Burhart tinha apenas 19 anos quando o acidente aconteceu. Enquanto seus amigos nadavam, ele decidiu mergulhar na água, porém, ele não calculou direito a profundidade do local e acabou batendo em banco de areia, quebrando seu pescoço. A lesão fez com que ele se tornasse um tetraplégico C-5, incapaz de mover qualquer parte do corpo abaixo dos ombros. Os médicos disseram que ele nunca mais andaria ou recuperaria o movimento das mãos; os sinais do cérebro dele, apesar de intactos, não podiam passar pelo bloqueio no local da lesão.

Cobaia

Destemido, Burhkart disse aos médicos e terapeutas que ele estava disposto a fazer o que fosse necessário por sua reabilitação. Isso levou ele a Nick Anneta, do Instituto Batelle, e Ali Reza, da Universidade do Estado de Ohio.

“Tive o sentimento de que após meu acidente, a ciência, a tecnologia e a medicina avançariam e isso melhoraria a qualidade da minha vida”, disse Burkhart ao Gizmodo, em entrevista por telefone. “Sempre fui um grande fã de tecnologia, e como passava com fisioterapeutas da universidade [de Ohio], sabia o tipo de trabalho que eles estavam fazendo.
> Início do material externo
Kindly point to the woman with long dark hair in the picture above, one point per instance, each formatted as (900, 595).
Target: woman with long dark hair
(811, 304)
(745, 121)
Comuniquei a eles sobre meu interesse, e uma vez que os pesquisadores precisavam de uma cobaia para os testes, eles entraram em contato comigo. Felizmente, eu atendia a todos os requisitos que eles buscavam.”

Quando os pesquisadores da Universidade do Estado de Ohio explicaram o projeto para Burkhart, ele disse que parecia um negócio de filme de ficção científica. Ele perguntou se aquilo, de fato, poderia ser feito. “Quanto mais falava com eles, mais fé eu tinha do conhecimento e da qualificação deles.”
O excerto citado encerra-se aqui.